Home | About | Sematext search-lucene.com search-hadoop.com
 Search Hadoop and all its subprojects:

Switch to Threaded View
Hadoop, mail # general - avro in mapreduce


Copy link to this message
-
Re: avro in mapreduce
Doug Cutting 2010-01-27, 23:22
Since you raise it, my veto on the symlink patch was to one aspect for  
which implemented alternatives existed that no one vetoed. My  
understanding is that the reason this was delayed a year was primarily  
the absence of good tests. The issue was rapidly revived once Eli  
started addressing the tests. A compromise to the vetoed issue was  
rapidly found. So I don't see that my veto was the primary source of  
delay on that issue. Also, that veto was of one point in a large patch  
that had not yet been committed that I had been actively involved in  
the design of. Plus Dhruba, its primary author, while he did not veto,  
did agree with my view, so I was not alone in it.

[Sent from mobile]

On Jan 27, 2010, at 2:12 PM, Owen O'Malley <[EMAIL PROTECTED]> wrote:

> On Jan 26, 2010, at 10:15 AM, Doug Cutting wrote:
>
>> This is a key link in a series of issues involved in integrating  
>> Avro in
>> Mapreduce.
>
> Getting Avro types passing through MapReduce is a good goal.
>
> I apologize for not seeing the issue before it was committed. I  
> accept some of the blame for that because I've buried in Hadoop  
> emails. That said, it is important to realize that with changes that  
> radically change the user's interaction with the framework require a  
> lot of discussion.
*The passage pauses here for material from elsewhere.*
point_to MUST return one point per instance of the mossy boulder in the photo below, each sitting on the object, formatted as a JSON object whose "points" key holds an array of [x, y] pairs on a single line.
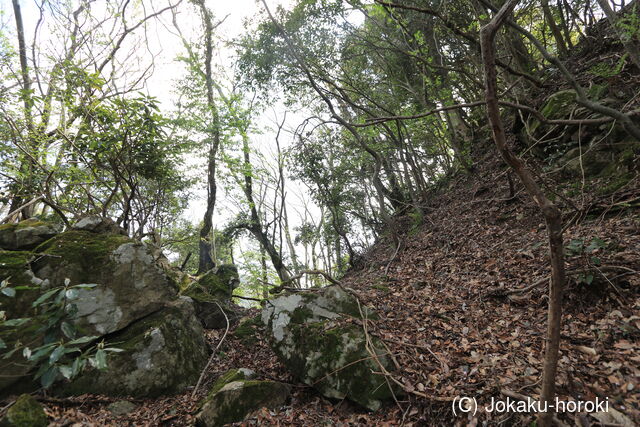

This jira, as you've admitted, had a very  
> unrepresentative subject and description, which means that very few  
> people were following it. Additionally, there has been no design  
> document on the change to the MapReduce framework's paradigm, so it  
> wasn't clear what you were doing until this patch was committed.  
> Such a large change should have been highlighted on the public dev  
> lists. In the future, I would strongly suggest all developers  
> planning on making massive incompatible changes to post a design  
> document on the public dev lists outside of Jira to ensure the  
> discussion happens before instead of after the patch has been  
> committed.
>
> In terms of reverting the patch, I had fundamental issues with the  
> changes and felt that we needed more time to discuss them. Allowing  
> the patch to stay in trunk would bake it further and further in and  
> make reverting it much harder.
>
> I've listed my issues on the jira, but at a high level my concerns  
> are:
>
> 1. Changing API compatibility is very expensive.
> 2. Changing the semantics is even more expensive.
> 3. We are discussing several alternatives on the jira.
>
> Unlike Python and Linux, Apache has a democratic process and we have  
> to work together to build consensus. The Apache rules are that a  
> single -1 from a committer blocks the change from being made.  
> Occasionally that has cost us a lot of time. For example, a single  
> -1 from a committer on an implementation detail of the symlink patch  
> blocked it for more than a year. We need to work together to find a  
> solution that everyone can live with.
>
> -- Owen